The Field

Three to go wild for in Wales

There may be dragons – and possibly even the occasional bus – but Wales can certainly offer great sport, says Rupert Bates, with three top estates to choose from

-

Not sure that rural Wales is over-blessed with buses, unless there is a request stop in the Pumlumon mountains or a Carmarthen driver goes rogue in pursuit of a salmon, but three cracking sporting estates are on the market at once in the Principali­ty. Take your pick: the lakes of Bugeilyn Moor; the warrior sea-trout of Golden Grove, which would hold their own in a Cardiff rugby pack; or the Cothi Valley pheasants at Edwinsford.

Baileys & Partners, selling Bugeilyn at Pumlumon, is offering a “try before you buy wilderness immersion weekend”.

You need to be serious about a possible purchase of this upland moorland, rather than just after a free fly-fishing tutorial. You can also do some clay-pigeon shooting; camp under the stars on the 1,040-acre Mid Wales sporting estate, with your wilderness weekend washed down with enough local ale to make you capable of pronouncin­g Aberystwyt­h correctly.

Plenty of biodiversi­ty on the estate means an informed walk with a local expert is part of the experience, too, with bog and heath to negotiate. The estate sits at a high point in the Cambrian mountain range, with the Welsh Marches to the east and the Cardigan Bay coastline and the Irish Sea to the west.

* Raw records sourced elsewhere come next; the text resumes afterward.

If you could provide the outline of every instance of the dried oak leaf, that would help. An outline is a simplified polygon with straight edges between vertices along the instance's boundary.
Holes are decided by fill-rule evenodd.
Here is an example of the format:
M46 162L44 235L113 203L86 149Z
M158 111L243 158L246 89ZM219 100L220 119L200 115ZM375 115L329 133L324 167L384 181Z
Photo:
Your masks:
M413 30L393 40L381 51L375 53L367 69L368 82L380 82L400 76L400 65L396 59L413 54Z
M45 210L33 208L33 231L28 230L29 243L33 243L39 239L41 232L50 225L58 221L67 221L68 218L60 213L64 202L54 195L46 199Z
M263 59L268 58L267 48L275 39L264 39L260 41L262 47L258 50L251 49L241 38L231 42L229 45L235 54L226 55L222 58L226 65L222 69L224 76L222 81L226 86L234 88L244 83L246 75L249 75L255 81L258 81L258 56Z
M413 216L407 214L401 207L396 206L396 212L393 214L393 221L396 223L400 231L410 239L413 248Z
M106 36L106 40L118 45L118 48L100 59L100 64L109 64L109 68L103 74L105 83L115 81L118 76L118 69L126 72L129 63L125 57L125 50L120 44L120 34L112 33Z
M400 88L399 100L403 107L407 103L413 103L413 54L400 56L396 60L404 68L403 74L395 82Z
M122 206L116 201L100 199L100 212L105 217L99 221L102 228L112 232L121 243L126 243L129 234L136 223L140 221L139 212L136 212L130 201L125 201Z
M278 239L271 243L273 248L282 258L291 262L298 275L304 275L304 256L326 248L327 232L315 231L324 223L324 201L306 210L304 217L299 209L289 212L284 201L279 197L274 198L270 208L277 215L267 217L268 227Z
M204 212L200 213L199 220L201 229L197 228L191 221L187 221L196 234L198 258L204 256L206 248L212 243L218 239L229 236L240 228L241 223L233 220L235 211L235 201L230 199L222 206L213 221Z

The sources of both the River Severn and Wye are nearby.

Ed Bailey, a director of Baileys & Partners, says of the sale: “Bugeilyn is a place that is far removed from the humdrum predictabi­lity of life, a landscape where you can embrace the exhilarati­on of the natural world and all its glorious potential. Brochures, videos and virtual reality could never adequately convey its character. This is a living, breathing entity that communicat­es directly with our instinct for freedom, beauty and open space.” Bailey wants £500,000 – that’s for the whole estate, not the weekend.

Meanwhile, one of our most renowned sportsmen, Sir Edward Dashwood, is selling the sea-trout mecca that is the Golden Grove estate in Carmarthen­shire, with plenty of wild and wet shooting to be done, too. There are 649 acres to buy but sporting rights extend across a further 3,366 Towy Valley acres. Knight Frank is asking £5 million.

The third Welsh wonder is the 539-acre Edwinsford Estate in Talley, Carmarthen­shire, on the market with Strutt & Parker at £2.2 million. Edwinsford has about five miles of double-bank sea-trout and salmon fishing on the River Cothi, while the plantation­s and ancient woodland provide terrific terrain for a high pheasant shoot on the steep valley sides. There is also rough-shooting for duck, woodcock and snipe over a further 316 acres of adjoining sporting rights held in perpetuity. I always thought Perpetuity was a small village just outside Aberystwyt­h. No idea if it has a bus stop.